Ten hollywoodzki gwiazdor był ikoną kina, ale dziś to jego córka świeci pełnym blaskiem. Niewielu zna ich rodzinny sekret
Tony Curtis – charyzmatyczny gwiazdor Hollywood, idol milionów, ikona złotej ery kina. Zanim stał się legendą, był synem emigrantów i chłopakiem z Nowego Jorku o nazwisku Bernard Schwartz. Zmienił tożsamość, by zdobyć świat – i udało mu się. Dziś jego dziedzictwo kontynuuje córka, która w chwili własnego triumfu na Oscarach oddała mu niezwykle wzruszający hołd.

Był ikoną ekranu i jednym z najprzystojniejszych aktorów swoich czasów. Tony Curtis zachwycał w „Pół żartem, pół serio” i „Spartakusie”, zdobył dziesiątki nagród i serca widzów na całym świecie. Ale zanim stał się legendą Hollywood, musiał zmienić nie tylko miasto, ale i... nazwisko. Poznajcie fascynującą drogę Tony’ego Curtisa – aktora, który zostawił po sobie nie tylko wielkie role, ale i równie wielkie nazwisko, które dziś rozsławia jego córka. O kim mowa?

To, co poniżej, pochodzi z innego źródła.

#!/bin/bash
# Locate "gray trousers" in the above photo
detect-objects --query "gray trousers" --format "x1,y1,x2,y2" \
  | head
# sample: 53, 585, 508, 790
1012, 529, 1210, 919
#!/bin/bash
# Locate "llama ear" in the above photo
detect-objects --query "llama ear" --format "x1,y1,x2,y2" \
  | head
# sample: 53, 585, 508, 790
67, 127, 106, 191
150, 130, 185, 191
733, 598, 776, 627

Z Nowego Jorku do Hollywood – narodziny Tony’ego Curtisa
Urodził się w Nowym Jorku jako Bernard Schwartz, syn żydowskich emigrantów. Jego życie od początku nie zapowiadało się jak bajka. W młodości służył w marynarce wojennej podczas II wojny światowej, a po powrocie – zdeterminowany i głodny marzeń – postanowił pójść w stronę sceny. Uczył się aktorstwa, marzył o czymś więcej i... odważył się.

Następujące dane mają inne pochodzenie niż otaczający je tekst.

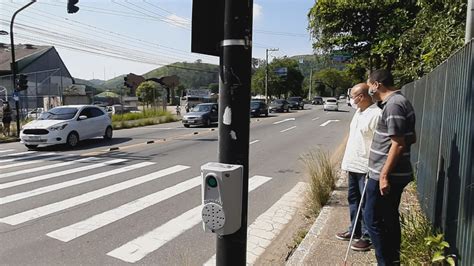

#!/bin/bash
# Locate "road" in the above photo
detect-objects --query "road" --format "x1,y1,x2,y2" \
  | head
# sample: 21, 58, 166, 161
0, 103, 353, 265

Zmienił nazwisko, zrzucił balast przeszłości i wyruszył do Hollywood jako Tony Curtis. Ten moment był początkiem wszystkiego – narodzin gwiazdy, która wkrótce miała rozbłysnąć na firmamencie filmowej historii.
Sprawdź też: Demi Moore znalazła idealną fryzurę dla kobiet 50+. Co sprawia, że dodaje blasku i odejmuje lat?

Kariera filmowa, która przeszła do historii
Lata 50. i 60. to czas, gdy Tony Curtis był absolutnym objawieniem. Przystojny, charyzmatyczny, z błyskiem w oku – szybko stał się ulubieńcem reżyserów i publiczności. Grał u boku największych, w największych: „Pół żartem, pół serio”, dramatyczna „Ucieczka w kajdanach”, epicki „Spartakus”, kultowi „Wikingowie”, trzymający w napięciu „Dusiciel z Bostonu”.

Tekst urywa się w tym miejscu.